A private aviation brokerage targeting founders, athletes, and executives. They had something — clients, a proposition, a presence — but the brand wasn't communicating what they actually were. Full repositioning and complete identity system delivered in a single engagement.
New Air Club had real clients, a clear service proposition, and genuine credibility — but the brand wasn't carrying any of it. The visual language wasn't communicating what they actually were, and the materials weren't matching the audience they were serving: founders, athletes, and executives representing new wealth and new standards.
They knew something was off. The brief was to find exactly what it was, define where the brand should sit, and rebuild everything precisely around that position.
A warm, restrained palette extracted from the imagery direction: deep warm black, cream, film grain grey, muted gold. Acumin Variable Concept as the type system — condensed medium for display, light for body. Photography direction emphasizing tarmac arrivals, natural stride, film grain over flash.
Every deliverable built as a coherent system — the business card, the letterhead, the PowerPoint template, and the brand guidelines HTML all speaking the same visual language precisely.

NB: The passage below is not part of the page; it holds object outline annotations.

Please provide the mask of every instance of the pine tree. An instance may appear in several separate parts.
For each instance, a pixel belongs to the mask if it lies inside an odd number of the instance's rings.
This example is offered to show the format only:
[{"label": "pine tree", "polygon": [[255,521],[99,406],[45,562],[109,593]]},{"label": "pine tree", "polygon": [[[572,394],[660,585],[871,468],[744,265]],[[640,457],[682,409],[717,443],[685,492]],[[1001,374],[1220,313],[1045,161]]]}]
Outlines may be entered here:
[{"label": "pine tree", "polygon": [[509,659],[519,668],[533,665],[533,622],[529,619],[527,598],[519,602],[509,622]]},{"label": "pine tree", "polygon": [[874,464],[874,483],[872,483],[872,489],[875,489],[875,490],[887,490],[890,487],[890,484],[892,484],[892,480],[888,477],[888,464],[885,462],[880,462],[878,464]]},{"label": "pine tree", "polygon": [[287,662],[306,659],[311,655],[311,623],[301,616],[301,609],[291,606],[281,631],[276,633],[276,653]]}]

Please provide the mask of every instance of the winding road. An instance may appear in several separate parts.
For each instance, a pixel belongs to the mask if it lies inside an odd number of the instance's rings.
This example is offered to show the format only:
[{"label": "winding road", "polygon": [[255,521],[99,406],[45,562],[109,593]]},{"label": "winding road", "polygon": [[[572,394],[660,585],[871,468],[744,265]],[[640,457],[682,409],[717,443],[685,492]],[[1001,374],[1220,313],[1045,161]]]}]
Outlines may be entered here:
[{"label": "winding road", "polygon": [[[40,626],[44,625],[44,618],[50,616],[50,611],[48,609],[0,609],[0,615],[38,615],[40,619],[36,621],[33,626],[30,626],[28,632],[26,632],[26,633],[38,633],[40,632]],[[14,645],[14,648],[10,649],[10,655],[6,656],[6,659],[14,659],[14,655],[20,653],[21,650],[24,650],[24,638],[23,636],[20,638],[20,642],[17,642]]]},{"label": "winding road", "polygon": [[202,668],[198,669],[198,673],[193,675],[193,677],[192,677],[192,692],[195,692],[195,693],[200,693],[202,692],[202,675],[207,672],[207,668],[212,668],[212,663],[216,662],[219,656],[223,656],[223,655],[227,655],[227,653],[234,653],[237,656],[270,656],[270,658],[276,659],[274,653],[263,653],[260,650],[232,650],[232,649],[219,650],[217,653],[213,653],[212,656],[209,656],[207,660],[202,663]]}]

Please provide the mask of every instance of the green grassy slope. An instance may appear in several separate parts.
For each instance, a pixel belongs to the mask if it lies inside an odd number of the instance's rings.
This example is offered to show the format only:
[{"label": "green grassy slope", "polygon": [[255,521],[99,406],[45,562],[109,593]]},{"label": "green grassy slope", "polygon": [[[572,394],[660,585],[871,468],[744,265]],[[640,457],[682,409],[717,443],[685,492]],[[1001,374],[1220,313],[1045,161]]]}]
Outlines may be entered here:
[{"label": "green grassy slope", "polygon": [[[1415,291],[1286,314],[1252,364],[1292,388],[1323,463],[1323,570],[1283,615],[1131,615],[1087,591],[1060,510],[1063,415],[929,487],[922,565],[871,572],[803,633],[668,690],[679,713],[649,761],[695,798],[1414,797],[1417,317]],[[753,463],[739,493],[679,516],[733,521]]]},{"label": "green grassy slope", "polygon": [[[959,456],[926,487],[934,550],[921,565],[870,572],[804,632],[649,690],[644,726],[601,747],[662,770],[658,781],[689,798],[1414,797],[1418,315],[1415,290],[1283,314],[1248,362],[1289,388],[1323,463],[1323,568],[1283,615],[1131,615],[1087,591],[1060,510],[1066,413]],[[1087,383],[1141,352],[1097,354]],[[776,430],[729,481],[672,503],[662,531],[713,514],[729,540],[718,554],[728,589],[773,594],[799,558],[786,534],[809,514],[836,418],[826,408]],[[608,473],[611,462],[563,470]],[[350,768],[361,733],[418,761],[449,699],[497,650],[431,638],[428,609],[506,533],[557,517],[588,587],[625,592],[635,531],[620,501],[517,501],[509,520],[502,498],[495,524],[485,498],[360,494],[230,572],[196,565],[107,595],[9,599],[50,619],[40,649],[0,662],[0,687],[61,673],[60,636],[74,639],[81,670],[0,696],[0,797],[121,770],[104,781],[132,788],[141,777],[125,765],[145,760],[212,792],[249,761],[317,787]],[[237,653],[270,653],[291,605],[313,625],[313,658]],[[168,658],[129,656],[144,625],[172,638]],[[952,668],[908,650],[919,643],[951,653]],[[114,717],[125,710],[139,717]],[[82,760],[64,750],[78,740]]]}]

A proposed seven-story brewing landmark for Munich, celebrating Bavaria's brewing heritage through the six Oktoberfest breweries — Augustiner, Paulaner, Hacker-Pschorr, Hofbräu, Spaten, and Löwenbräu. Starting from concept.
A landmark destination concept requires a brand identity that can carry dual audiences: local Bavarians who hold the brewing heritage close, and international visitors discovering it for the first time. The identity needed to feel historically grounded without being nostalgic, and architecturally ambitious without being cold.
The additional constraint: bilingual — English and Bavarian dialect — with both language versions carrying equal weight and authenticity.
A dark background identity with gold accents. Cormorant Garamond as the primary typeface — editorial, historically resonant, European in its bones. The visual language draws from brewery labels, architectural lettering, and the Bavarian Baroque rather than generic Oktoberfest conventions.
A bilingual single-page website — dasfassl.org — featuring all six brewery partners, the architectural concept, and the cultural positioning of the landmark.